Research Indiana’s residency requirements to make sure you meet them. You must have lived in the state for at least six continuous months, and those months must immediately precede the date you file for divorce. For instance, if you live in Indiana from January through June, then leave for a month and return, you can’t file for divorce in August. You must wait until the following January.
Access a form for a verified petition for dissolution of marriage. Indiana has different petitions for different circumstances, such as whether you have children. You can visit your county courthouse and explain your situation to the clerk there, who can give you the correct form. You can also find petitions online at the Indiana.gov website and elsewhere, but make sure you get the correct one to match the personal details of your divorce.
Complete your petition by filling in the spaces on the form. If you’re the one filing for divorce, you’re the petitioner and your spouse is the respondent. Give your names, the date of your marriage, and the date you separated. Provide the names and birth dates of your children, if you have any, and tell the court which parent you want them to live with the majority of the time. Fill in the boxes explaining what property you own together and how you would like to see it divided.
Decide if you want to request a provisional hearing. If you ask for one, the court will send you a notice soon after you file your divorce petition. The notice will tell you when to appear in court so a judge can make decisions regarding anything you'd like him to address while you’re waiting for your divorce to become final. This might be a request for temporary child support, spousal support or a visitation arrangement for your children. Indiana lets you ask for this hearing before the final trial date at the end of your divorce petition so you don’t have to file extra motion papers or pleadings with the court later.
Sign your petition and have three copies made, two for the court and one for your records.
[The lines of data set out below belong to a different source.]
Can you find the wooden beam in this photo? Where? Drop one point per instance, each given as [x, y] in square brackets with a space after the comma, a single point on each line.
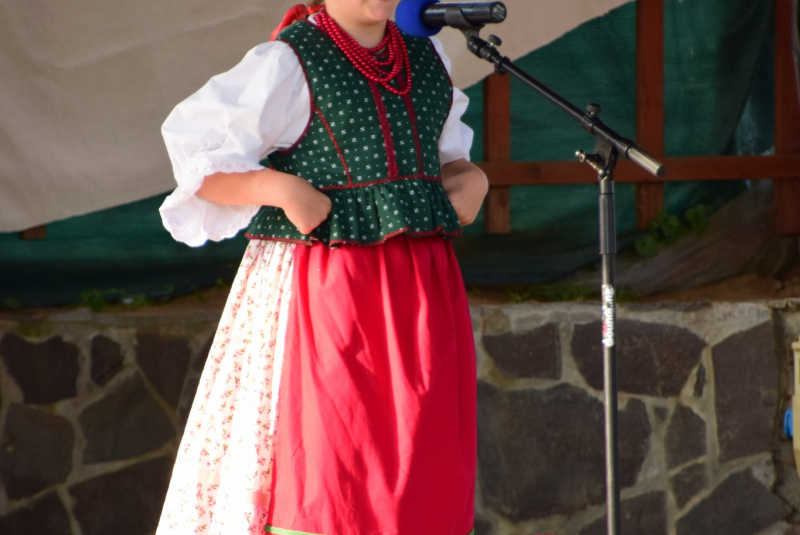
[497, 148]
[649, 101]
[787, 119]
[35, 233]
[780, 168]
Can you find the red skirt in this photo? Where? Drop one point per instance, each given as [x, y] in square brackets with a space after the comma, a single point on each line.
[376, 433]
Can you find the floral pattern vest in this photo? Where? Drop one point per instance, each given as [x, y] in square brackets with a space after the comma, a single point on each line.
[374, 153]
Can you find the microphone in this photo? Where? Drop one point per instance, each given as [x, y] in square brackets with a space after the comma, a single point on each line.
[424, 18]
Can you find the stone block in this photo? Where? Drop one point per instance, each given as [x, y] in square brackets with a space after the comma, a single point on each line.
[688, 483]
[686, 437]
[45, 516]
[107, 360]
[745, 387]
[533, 354]
[652, 359]
[36, 451]
[45, 372]
[642, 515]
[126, 422]
[541, 453]
[164, 363]
[700, 382]
[127, 502]
[740, 505]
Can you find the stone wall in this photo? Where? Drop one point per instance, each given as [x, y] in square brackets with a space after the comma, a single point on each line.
[92, 406]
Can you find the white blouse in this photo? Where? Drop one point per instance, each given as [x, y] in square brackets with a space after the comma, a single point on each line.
[236, 120]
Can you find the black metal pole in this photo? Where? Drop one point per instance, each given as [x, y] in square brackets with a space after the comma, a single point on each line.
[608, 250]
[608, 146]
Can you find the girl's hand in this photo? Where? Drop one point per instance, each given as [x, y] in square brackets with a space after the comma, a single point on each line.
[465, 186]
[306, 206]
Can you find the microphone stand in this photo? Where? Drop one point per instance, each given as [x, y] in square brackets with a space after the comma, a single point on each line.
[609, 145]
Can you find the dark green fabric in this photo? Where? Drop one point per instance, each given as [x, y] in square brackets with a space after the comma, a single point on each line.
[718, 97]
[344, 152]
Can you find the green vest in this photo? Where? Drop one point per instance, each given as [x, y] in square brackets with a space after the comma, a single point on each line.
[374, 153]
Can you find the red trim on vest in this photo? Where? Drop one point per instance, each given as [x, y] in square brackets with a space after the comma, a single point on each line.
[391, 157]
[404, 230]
[335, 144]
[383, 180]
[412, 117]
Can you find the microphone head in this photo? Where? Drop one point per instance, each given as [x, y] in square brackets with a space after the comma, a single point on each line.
[408, 17]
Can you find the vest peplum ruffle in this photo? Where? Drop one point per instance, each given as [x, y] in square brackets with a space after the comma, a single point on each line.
[374, 153]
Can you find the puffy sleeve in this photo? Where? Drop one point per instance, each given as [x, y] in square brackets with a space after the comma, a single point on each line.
[456, 138]
[229, 125]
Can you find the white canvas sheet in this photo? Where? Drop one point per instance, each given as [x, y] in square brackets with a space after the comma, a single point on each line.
[85, 85]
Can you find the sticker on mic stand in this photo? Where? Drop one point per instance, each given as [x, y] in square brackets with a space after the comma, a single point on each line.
[608, 315]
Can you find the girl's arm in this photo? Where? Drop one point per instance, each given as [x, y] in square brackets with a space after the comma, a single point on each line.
[466, 186]
[304, 205]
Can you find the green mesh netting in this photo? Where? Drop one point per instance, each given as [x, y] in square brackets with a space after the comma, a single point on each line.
[718, 100]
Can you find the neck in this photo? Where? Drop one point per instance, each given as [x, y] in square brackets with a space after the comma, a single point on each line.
[367, 34]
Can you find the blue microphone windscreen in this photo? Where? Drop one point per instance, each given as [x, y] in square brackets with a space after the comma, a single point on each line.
[408, 17]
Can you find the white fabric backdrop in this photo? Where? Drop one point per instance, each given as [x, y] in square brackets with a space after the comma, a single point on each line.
[85, 85]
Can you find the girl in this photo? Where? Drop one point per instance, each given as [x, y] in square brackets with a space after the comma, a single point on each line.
[339, 394]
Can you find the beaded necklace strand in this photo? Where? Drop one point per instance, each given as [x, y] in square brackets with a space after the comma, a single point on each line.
[379, 71]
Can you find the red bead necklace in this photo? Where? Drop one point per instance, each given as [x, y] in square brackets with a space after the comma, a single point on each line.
[363, 59]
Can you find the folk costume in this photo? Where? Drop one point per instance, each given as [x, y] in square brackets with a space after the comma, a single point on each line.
[338, 397]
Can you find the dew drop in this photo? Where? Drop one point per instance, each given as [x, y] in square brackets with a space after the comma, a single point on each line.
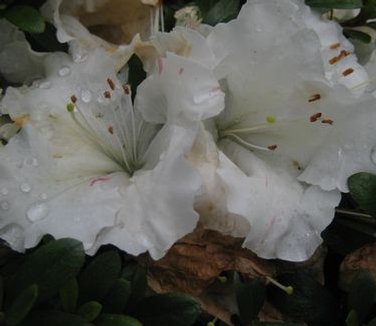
[31, 161]
[64, 71]
[5, 191]
[37, 211]
[5, 206]
[25, 187]
[86, 96]
[45, 85]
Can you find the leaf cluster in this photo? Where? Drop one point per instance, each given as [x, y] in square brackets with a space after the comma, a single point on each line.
[56, 284]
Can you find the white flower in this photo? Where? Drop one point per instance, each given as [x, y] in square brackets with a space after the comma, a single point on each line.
[296, 124]
[94, 170]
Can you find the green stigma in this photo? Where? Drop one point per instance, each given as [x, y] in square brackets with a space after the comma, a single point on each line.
[70, 107]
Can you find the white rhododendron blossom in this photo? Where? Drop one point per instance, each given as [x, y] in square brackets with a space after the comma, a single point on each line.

One of the court's copies should be on white paper, and the other should be on pale green paper. The green paper provides an alert to court personnel that your document contains confidential information, such as identifiers for you or your children.
File your petition with the court. Indiana makes this an easy step as well. You have the choice of submitting your petition to either Superior Court, Domestic Relations Court or the Circuit Court, whichever is most convenient for you. However, whichever court you choose should be in the county where you reside. Call ahead to learn the filing fee because this can vary a little from county to county.